La Fieec regrette l'absence de la régulation thermique dans le CITE
"La Fieec salue les efforts du gouvernement pour rationaliser le crédit d'impôt et faciliter son accès par les ménages mais regrette la réduction significative du nombre de bénéficiaires du montant global de l'enveloppe et de l'aide apportée à certains gestes particulièrement performants", observe auprès de Batiactu Christel Heydemann, vice-présidente branche électrique de la Fédération des industries électriques, électroniques et de communication (Fieec). "Ce dispositif a un rôle prescriptif déterminant quel que soit le montant d'aide accordé. Or, des solutions peu onéreuses pour les citoyens et peu coûteuses pour le budget de l'État sont supprimées de la liste des gestes éligibles. En excluant en particulier la régulation thermique, le gouvernement exclut des gestes visibles par le citoyen, le pilotage de tous les usages énergétiques et la gestion active, à un moment où chacun prend conscience de sa consommation et veut contribuer aux enjeux sociétaux dont la lutte contre la raréfaction des ressources et contre le changement climatique."

 

Le Gouvernement vient par ailleurs de préciser qu'une règle d'écrêtement sera appliquée sur l'ensemble des aides : les aides (prime + CEE) ne pourront pas prendre en charge plus de 90% du montant des travaux pour les ménages très modestes, et 75% pour les ménages modestes. L'État attend ainsi d'un ménage modeste qu'il débourse au maximum 5.238 euros pour faire installer une Pac air-eau, 5.853 euros pour une chaudières à bûches ou encore 519 euros pour la dépose d'une cuve à fioul.

 

Les professionnels en appellent ainsi à une nouvelle mouture du texte en faveur d'une diminution des émissions carbone et d'une massification des actions de rénovation.

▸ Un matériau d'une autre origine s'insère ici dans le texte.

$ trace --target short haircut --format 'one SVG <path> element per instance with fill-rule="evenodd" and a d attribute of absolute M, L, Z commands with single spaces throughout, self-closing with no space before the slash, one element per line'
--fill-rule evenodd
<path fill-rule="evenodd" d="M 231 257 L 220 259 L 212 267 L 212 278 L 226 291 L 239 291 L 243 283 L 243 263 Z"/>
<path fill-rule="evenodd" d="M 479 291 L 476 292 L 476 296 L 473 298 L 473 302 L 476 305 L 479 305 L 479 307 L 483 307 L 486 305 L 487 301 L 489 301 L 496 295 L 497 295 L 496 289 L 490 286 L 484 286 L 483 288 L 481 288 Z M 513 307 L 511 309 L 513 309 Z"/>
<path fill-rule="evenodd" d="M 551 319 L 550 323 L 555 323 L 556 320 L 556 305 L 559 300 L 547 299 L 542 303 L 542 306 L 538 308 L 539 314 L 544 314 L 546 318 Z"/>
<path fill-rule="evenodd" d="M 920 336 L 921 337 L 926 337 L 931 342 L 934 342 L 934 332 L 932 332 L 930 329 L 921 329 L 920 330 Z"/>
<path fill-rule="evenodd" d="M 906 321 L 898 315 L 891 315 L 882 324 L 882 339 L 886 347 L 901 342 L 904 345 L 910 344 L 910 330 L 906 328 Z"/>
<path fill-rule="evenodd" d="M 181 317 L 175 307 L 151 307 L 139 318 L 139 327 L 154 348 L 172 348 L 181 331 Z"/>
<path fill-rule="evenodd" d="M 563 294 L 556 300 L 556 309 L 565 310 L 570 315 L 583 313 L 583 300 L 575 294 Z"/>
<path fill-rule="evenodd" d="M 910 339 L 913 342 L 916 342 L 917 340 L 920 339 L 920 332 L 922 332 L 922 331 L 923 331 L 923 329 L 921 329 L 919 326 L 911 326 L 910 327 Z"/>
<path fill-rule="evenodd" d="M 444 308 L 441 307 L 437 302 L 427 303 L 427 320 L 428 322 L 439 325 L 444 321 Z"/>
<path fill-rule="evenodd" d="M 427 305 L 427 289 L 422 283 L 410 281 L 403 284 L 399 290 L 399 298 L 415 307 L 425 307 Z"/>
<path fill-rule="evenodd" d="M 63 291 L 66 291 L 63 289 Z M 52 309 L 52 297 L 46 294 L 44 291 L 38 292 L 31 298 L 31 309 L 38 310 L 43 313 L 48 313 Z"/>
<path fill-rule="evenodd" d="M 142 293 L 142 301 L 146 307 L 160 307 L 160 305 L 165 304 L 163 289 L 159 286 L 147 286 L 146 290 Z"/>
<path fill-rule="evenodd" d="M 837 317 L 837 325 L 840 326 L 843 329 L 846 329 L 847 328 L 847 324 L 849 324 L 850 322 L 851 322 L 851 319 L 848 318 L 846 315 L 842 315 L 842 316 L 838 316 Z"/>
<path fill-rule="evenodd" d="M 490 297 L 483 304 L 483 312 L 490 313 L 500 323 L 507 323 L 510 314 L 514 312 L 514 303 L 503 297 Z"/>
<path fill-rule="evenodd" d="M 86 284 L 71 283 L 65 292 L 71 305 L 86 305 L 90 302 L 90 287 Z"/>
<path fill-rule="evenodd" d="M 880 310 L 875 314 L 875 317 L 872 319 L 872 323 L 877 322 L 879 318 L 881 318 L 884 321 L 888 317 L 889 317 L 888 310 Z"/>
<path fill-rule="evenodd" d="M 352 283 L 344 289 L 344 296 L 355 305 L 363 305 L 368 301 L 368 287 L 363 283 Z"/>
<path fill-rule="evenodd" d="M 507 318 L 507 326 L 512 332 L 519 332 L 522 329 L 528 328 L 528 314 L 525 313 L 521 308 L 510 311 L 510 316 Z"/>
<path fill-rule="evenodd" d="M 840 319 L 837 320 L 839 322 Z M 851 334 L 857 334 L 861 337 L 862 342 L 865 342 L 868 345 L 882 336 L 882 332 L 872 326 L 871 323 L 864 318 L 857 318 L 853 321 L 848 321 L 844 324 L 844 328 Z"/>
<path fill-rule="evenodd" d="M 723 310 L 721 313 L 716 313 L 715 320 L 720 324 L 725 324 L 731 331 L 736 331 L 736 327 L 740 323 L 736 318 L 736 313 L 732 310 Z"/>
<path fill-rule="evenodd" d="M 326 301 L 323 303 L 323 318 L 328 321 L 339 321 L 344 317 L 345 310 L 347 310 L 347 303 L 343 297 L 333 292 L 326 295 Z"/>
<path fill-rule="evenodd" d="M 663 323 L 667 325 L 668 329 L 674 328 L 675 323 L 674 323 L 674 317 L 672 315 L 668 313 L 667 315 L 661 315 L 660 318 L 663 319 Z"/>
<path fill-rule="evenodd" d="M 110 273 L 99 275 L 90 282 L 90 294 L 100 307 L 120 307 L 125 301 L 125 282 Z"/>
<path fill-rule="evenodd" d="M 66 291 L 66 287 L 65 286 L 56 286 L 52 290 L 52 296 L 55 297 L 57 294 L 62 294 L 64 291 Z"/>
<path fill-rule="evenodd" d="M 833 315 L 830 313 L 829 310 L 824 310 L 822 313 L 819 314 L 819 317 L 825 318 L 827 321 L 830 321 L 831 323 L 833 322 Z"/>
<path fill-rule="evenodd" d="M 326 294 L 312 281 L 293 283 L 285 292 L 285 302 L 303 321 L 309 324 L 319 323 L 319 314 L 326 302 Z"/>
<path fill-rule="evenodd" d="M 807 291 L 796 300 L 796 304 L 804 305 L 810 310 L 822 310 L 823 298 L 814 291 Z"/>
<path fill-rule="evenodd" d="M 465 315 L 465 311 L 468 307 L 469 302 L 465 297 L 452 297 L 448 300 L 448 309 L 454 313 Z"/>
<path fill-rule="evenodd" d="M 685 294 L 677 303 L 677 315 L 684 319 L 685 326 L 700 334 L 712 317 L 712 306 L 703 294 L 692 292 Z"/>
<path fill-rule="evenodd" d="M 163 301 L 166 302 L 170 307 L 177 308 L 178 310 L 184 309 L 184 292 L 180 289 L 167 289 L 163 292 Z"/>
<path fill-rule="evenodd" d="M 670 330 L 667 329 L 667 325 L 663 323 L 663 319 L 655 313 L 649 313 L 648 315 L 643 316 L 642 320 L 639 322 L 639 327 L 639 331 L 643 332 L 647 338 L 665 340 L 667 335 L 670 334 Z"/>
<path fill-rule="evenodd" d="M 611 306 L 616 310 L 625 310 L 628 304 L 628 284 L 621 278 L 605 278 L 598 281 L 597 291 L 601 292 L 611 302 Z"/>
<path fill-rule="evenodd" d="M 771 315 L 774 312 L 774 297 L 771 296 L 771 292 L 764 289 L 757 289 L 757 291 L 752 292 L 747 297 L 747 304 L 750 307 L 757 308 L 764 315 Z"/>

Et rappelle qu'une forme de dynamique était lancée avec l'offre coup de pouce : en moyenne 17.000 chaudières remplacées par mois avec une montée en puissance régulière laissant espérer l'atteinte de l'objectif de 25.000 chaudières mois à court terme.

 

Le Cler dénonce un double discours
La réforme du CITE n'est pas loin de faire l'unanimité contre elle. Pour le réseau pour la transition énergétique (Cler), "le décalage entre la communication du gouvernement sur la transition écologique et sociale et le budget présenté est choquant !". ALors que le Gouvernement souhaitait visiblement augmenter les aides à la rénovation, "aujourd'hui il fait tout simplement le contraire et présente cette coupe budgétaire comme une mesure de justice sociale", regrette Jean-Baptiste Lebrun, directeur du Cler. L'ONG en appelle à un maintien du niveau des aides et à un reste à charge "zéro" pour les ménages les plus modestes ; mais aussi la "création d'une dotation 'énergie-climat' pérenne pour les collectivités locales engagées dans des plans climat ambitieux".